Она приостановилась на секунду и добавила:
— Было очень хорошо. Мы вышли совсем сухими.
— Сухими из воды, — сказал Пастухов.
Он чуть лениво рассматривал всех своим прилипчивым взором. Казалось, он был уверен, что от него ничего не скроется, и, если бы захотели, он, как гадалка, раскинул бы карты будущего. Он видел, что славному юноше предстояла первая обида чувства. О, конечно, обида будет нанесена не злой волей: откуда взяться злу в этой нежной и немного пылкой девушке? Но в руках судьбы — прихотливое перо. Что вычертит оно? Ведь самая любимая его забава — обман. Цветухин — вот кто предназначен испытать ещё несмелое увлечение молодых людей. И разве оно устоит перед его искушённой игрой? Он уже взялся за свою роль и будет вести её, хотя бы от скуки, а если бросит на полдороге, то Лиза всё равно предпочтёт несчастье с ним любому благополучию. Да и что за благополучие ожидает её с этим юношей, который поступит чертёжником на железную дорогу и будет требовать пирогов с визигой по воскресеньям? Правда, он, видимо, волевой человек. Но вряд ли Лиза найдёт утеху в его упорстве, с каким он будет отстаивать свои воскресные пироги. Мечтательность её потребует больших радостей, счастливых мук, она предчувствует их с Цветухиным, она уже не может смотреть на него спокойно. Судьба похищает её и смеётся над её молодым другом. Все ясно видно Пастухову на картах будущего, безжалостно и прискорбно их проницательное сочетание.

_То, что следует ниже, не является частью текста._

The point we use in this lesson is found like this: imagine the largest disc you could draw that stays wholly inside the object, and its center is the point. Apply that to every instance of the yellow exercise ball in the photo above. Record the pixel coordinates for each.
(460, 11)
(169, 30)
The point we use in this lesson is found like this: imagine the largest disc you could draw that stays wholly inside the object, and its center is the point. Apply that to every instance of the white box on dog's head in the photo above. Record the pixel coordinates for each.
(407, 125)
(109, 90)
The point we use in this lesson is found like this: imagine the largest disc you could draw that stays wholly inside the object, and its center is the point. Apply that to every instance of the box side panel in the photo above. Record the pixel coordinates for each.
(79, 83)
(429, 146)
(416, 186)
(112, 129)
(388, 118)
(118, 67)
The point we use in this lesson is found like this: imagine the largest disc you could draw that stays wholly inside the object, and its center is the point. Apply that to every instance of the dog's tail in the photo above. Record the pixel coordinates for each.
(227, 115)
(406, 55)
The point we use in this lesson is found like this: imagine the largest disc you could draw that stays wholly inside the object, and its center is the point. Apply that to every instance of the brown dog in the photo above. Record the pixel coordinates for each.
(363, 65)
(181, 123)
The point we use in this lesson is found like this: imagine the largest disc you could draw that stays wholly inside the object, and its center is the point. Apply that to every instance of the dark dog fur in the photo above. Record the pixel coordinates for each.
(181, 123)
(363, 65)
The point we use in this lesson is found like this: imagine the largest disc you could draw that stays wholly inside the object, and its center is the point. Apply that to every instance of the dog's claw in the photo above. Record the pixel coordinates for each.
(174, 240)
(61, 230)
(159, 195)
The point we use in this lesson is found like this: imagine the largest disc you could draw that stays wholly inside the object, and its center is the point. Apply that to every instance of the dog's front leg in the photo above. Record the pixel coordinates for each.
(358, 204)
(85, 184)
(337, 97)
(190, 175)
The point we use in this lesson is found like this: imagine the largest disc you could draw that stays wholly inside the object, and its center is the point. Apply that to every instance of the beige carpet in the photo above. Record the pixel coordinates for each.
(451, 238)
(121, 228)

— Что вы так смотрите? — спросил Кирилл.
— Я смотрю, какой вы серьёзный человек.
— Почему вы находите?
— Ну, хотя бы потому, что вы сердито разговариваете.
— Нет, нет, — отозвалась Лиза, — он просто смущён… так же, как я. Мне кажется, это не он, а вы говорите очень сурово.
— О, вы его не знаете! — почти пропел Цветухин. — Александр исключительно мягкий человек.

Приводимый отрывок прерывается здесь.